Document AIでOCRしてパラグラフを分解する
処理等はドキュメントにある通り実装します(詳しい実装を見たい場合はColab参照のこと)。
エンドポイントパーサだけ工夫しました。
from urllib.parse import urlparse
import re
def parse_endpoint(endpoint_url):
result = urlparse(endpoint_url)
path = result.path
parts = re.split(r"/", path)
project_id = parts[3]
location = parts[5]
processor_id = parts[7].split(":")[0]
return location, project_id, processor_id
パラグラフに分ける
これもドキュメント通りではありますが、それぞれのparagraphをテキストにします。
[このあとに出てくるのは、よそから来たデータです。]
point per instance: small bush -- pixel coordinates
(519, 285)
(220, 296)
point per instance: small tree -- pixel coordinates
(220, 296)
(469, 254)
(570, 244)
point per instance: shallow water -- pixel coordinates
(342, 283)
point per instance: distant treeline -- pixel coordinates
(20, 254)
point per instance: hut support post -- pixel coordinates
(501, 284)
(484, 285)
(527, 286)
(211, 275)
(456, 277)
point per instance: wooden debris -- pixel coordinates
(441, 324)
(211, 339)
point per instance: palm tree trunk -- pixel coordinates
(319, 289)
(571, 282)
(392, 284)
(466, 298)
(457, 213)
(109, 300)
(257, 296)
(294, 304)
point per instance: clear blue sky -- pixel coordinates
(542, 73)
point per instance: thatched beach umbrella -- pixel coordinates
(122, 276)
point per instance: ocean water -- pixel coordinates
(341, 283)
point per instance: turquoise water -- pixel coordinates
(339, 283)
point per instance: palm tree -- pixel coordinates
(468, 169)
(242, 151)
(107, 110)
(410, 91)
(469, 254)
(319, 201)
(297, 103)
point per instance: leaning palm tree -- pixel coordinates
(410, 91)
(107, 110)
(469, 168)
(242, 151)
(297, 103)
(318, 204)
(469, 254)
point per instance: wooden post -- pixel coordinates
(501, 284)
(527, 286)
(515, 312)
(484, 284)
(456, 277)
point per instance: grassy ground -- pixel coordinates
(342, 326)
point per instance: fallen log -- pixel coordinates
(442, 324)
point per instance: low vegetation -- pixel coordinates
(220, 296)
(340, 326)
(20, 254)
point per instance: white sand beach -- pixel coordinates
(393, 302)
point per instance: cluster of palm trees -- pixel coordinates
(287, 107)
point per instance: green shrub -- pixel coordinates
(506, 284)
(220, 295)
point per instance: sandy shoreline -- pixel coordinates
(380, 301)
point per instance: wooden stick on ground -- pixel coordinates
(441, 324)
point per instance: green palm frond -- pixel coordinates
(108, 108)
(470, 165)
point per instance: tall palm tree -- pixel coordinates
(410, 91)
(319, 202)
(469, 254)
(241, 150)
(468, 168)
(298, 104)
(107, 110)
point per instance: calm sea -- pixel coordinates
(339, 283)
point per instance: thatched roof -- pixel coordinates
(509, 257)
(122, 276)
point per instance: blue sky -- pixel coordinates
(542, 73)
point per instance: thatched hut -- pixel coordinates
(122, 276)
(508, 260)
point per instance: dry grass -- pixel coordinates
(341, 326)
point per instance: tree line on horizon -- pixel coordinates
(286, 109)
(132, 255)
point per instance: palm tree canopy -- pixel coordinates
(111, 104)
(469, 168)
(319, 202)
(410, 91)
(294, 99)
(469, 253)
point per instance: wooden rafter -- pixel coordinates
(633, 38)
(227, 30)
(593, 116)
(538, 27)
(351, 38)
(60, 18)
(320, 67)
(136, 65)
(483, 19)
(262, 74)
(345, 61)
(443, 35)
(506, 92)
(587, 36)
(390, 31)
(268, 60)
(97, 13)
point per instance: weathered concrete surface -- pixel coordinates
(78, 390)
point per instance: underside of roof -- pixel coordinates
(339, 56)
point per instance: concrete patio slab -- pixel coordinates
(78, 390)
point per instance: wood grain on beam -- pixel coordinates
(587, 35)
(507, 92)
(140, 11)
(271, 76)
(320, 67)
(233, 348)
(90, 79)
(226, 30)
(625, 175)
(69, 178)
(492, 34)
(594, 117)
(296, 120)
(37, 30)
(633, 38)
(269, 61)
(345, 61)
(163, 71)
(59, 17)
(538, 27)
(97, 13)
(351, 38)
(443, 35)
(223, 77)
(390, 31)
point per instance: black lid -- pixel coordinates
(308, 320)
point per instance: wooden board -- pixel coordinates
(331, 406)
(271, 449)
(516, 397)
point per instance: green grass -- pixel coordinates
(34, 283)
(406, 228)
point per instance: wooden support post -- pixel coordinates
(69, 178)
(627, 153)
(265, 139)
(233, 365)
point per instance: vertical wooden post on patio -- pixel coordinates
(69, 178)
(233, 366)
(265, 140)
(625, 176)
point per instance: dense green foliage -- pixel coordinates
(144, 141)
layout_to_textの実装はこちらのドキュメントのままです。
a_paragraph_texts = [layout_to_text(paragraph.layout, a_document.text) for paragraph in a_document.pages[0].paragraphs]
b_paragraph_texts = [layout_to_text(paragraph.layout, b_document.text) for paragraph in b_document.pages[0].paragraphs]
パラグラフを突合させる
上記までで、修正前・修正後それぞれのpdfの各パラグラフの文章が取れているので、
編集距離(特にレーベンシュタイン距離)を使って、対応する条項をペアにし、対応しない条項をそれぞれdelete_paragraph、add_paragraphに入れます。
import Levenshtein
pair_paragraphs = []
delete_paragraphs = []
add_paragraphs = []
for a_paragraph in a_paragraph_texts:
is_match = False
for index, b_paragraph in enumerate(b_paragraph_texts):
lev_ratio = Levenshtein.ratio(a_paragraph, b_paragraph)
# 0.75未満のものは新規追加項とみなす
if lev_ratio > 0.75:
pair_paragraphs.append([a_paragraph, b_paragraph])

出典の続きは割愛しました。